What is Cytomegalovirus?
The Cytomegalovirus is an infection transmitted through a virus. Cytomegalovirus is part of the herpes virus family.
Both male and females are at risk of infection. It can be infected through different forms of sexually transmitted fluids, such as from saliva and semen, but also from blood, breast milk and urine. Once you are infected with this virus there is no cure. If you are in good health, it will remain dormant, and you will experience no problems at all. But, when your immune system drops the Cytomegalovirus can cause further complications.
How is it transmitted?
Cytomegalovirus infection is relatively common. However the virus does not spread very easily or through casual contact. To enable it to spread the virus needs direct contact with body fluids. These fluids are like saliva, urine, blood, semen, vaginal secretions, or breast milk from an infected person.
Therefore you can become infected with Cytomegalovirus through kissing, breastfeeding, sexual contact, blood transfusions, injection drug use (sharing needles), or organ and bone marrow transplantation.
The contagious period when virus is being shed in body fluids may last for months in an infected individual, and virus may be shed without symptoms at intermittent periods throughout life.
The symptoms: How do I know I have Cytomegalovirus?
Most people infected with Cytomegalovirus will not display any symptoms.
Then again if some symptoms appears, they will might include a mild illness that is known as mononucleosis. The symptoms will include fever, swollen liver, glands and spleen, headaches, a sore throat, fatigue, and increased white blood cells.
Cytomegalovirus can mimic other infectious mononucleosis caused by Epstein-Barr virus or liver infection by hepatitis B, or even A and C. The symptoms can include:
- General weakness
- Yellowing of the skin or eyes
- Irritation of the digestive tract
You will need to go to your doctor which will do a blood test. This blood work will be sent to the laboratory to be analysed. They will indicate if the sample contains the antibodies that indicates that a person is infected and thus is positive for this virus. Alternative fluids that can be used to test for this virus includes your spit and urine as these fluids, if positive, will contain the virus as well.
Treatment for Cytomegalovirus
There is no cure for the Cytomegalovirus. There are medications that can be given to treat new-born babies, as well as people with weak immune systems, such as people with HIV, those undergoing cancer chemotherapy, or bone and organ transplantation. These antiviral treatments may improve the prognosis in some patients with Cytomegalovirus infections.

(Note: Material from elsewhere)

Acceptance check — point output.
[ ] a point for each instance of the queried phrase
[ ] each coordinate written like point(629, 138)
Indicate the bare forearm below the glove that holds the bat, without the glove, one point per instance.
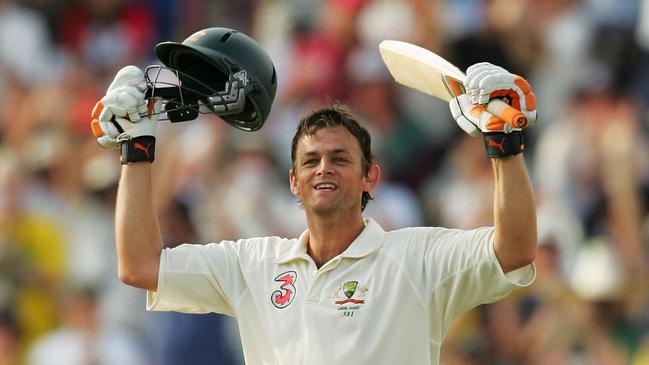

Complications of Cytomegalovirus
Cytomegalovirus is a common virus that can infect almost anyone. Once infected, your body retains the virus for life. Most people don’t know they have the virus because it rarely causes problems in healthy people. But for pregnant women or people weak immune systems, such as HIV patients, the virus can be problematic.
A woman who develops an active Cytomegalovirus infection during pregnancy can pass the virus to her baby, who might then experience signs and symptoms. For people with compromised immunity, especially due to organ transplantation, Cytomegalovirus infection can be fatal.
In addition, Cytomegalovirus can cause serious problem for people that are suffering from weak immune systems such as HIV and Aids patients. That is since the virus can attack different organs of the body and may cause blurred vision and blindness, lung infection, painful swallowing, diarrhea, inflammation of the liver, or inflammation of the brain, which may cause behavioral changes, seizures, coma, painful swallowing, and weakness or numbness in the legs.
Prevention of Cytomegalovirus
There is a pre-treatment available. It is called prophylaxis. This treatment has been useful to reduce the amount of infections. The different sorts of antiviral medications that are given to act against the virus infection do all have some side effects. Some mere irritation where others can be problematic. It is a good idea to discuss the different options will a health care provider, ideally a specialist physician, to better understand each of these and the risks that might be applicable. Also note, although these drugs help to fight off the virus, they are not a cure or a total prevention against the virus.
Due to the complexities of the virus and the seriousness of the side effects, there is no home remedies that have been proven to be effective in treating this viral infection.